ENVIRONMENTAL PROTECTION AND GLOBAL WARMING
The municipalities and provinces of the area have committed to protect Lake Saimaa and its cleanliness. The municipalities of the region signed a charter concerning the matter on June 5th 2019 in Mikkeli www.finnishlakelandforum.fi (https://saimaageopark.fi/en/yleinen-en/finnish-lakeland-statement/). Also a sewage treatment plant that utilizes MBR technology is in the making in Mikkeli, and will be, upon its completion, one of the most modern sewage treatment plants in Europe, and the entire world.
Industrial and municipal wastewater is effectively purified in the Saimaa Geopark area already. In addition, emissions of agriculture and forestry are limited for example with buffer zones.

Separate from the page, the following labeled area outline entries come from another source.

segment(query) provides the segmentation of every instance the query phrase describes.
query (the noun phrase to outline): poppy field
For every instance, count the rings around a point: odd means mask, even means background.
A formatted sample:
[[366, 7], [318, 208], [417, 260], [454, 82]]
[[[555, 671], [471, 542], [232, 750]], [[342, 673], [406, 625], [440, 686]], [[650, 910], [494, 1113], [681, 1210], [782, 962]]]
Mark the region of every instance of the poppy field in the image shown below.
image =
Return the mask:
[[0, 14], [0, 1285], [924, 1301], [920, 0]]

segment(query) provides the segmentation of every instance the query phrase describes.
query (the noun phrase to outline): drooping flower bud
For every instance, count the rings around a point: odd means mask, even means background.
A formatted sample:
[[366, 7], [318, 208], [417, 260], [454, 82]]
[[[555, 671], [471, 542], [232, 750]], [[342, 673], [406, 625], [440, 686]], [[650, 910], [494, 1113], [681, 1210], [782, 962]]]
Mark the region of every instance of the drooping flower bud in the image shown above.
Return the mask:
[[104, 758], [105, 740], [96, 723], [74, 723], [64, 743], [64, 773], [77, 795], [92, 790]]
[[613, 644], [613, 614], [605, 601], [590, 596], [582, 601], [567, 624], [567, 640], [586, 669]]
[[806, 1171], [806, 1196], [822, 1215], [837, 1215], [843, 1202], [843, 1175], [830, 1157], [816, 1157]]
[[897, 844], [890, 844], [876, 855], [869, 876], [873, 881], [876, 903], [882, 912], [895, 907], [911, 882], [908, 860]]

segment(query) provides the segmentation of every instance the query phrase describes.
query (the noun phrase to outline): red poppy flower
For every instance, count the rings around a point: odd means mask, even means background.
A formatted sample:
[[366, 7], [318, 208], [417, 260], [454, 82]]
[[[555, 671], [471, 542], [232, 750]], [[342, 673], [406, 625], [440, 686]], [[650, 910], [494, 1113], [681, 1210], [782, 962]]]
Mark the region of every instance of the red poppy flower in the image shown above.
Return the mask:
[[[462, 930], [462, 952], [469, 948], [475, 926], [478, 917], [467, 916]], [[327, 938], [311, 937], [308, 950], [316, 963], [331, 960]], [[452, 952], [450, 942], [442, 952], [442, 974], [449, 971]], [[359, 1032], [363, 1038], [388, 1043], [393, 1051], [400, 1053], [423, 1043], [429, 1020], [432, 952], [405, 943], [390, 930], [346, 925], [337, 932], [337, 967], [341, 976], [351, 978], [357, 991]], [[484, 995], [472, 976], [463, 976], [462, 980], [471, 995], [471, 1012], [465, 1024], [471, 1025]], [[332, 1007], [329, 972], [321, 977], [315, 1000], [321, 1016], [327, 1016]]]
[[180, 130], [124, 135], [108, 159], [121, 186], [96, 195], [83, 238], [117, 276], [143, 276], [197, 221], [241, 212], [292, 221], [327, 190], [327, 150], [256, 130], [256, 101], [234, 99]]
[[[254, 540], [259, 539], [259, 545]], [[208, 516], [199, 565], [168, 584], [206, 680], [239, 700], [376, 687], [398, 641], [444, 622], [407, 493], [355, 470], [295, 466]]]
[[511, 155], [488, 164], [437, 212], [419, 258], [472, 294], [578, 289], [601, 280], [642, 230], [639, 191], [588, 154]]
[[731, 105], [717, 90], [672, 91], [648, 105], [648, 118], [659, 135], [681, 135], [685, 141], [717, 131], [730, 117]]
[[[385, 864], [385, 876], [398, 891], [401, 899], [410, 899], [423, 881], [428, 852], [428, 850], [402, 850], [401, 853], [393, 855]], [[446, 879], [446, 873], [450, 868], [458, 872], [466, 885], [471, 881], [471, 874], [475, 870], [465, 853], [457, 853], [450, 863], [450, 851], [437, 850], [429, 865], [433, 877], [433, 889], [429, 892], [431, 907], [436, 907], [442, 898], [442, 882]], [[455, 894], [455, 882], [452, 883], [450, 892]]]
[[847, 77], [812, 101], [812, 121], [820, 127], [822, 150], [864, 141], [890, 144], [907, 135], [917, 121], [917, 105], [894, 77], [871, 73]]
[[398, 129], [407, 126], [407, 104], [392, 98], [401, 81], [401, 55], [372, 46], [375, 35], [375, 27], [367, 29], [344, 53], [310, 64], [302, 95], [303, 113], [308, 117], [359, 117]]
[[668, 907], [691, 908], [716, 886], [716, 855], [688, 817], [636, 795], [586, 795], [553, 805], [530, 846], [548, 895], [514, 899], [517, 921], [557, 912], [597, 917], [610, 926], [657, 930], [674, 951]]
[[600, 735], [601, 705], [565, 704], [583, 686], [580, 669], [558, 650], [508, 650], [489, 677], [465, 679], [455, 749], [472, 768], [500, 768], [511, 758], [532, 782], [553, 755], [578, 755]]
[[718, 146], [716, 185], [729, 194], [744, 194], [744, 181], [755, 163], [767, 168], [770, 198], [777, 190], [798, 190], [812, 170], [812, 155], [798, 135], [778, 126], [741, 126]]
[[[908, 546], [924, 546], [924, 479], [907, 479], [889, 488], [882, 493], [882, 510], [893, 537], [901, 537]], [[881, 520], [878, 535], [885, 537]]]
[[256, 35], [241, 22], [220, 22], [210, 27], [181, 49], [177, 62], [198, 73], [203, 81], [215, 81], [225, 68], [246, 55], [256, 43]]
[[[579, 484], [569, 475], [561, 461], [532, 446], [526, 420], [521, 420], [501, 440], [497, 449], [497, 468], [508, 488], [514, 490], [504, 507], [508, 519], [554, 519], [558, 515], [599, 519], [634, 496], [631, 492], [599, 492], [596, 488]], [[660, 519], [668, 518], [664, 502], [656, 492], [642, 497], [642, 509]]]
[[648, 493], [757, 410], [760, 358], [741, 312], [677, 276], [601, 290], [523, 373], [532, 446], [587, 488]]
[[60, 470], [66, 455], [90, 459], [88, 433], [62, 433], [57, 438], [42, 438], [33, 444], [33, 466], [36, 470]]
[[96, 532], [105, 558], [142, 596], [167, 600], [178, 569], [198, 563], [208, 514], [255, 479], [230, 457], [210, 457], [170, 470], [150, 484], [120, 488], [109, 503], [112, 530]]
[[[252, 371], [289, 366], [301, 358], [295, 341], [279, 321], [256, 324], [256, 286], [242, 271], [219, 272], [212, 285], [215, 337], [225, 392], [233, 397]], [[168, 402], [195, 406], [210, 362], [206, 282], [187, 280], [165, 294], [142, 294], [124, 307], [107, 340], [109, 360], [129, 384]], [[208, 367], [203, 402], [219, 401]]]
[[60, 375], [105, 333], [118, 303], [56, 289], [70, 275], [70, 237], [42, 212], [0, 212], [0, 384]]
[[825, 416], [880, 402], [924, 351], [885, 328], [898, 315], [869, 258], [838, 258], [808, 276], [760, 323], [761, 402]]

Due to global warming the time for which lakes are covered in ice decreases and the ice grows thinner. In Lauritsala, Lappeenranta the average ice thickness has grown thinner by 25 centimeters in the last 100 years. In addition, it takes longer for Lake Saimaa to freeze and it also melts earlier.
The winter rains wash up more nutrients from snowless fields and forests into bodies of water than ever before, which can affect the quality of water. In fact, changes in water conditions have been observed all around the Northern Hemisphere. Global warming can affect the Saimaa ringed seal population as well, since the female gives birth to one pup in February or March into a snowy nest. Due to the small amounts of snow during the last few years, snow has been artificially ploughed for the seals to use as breeding lairs.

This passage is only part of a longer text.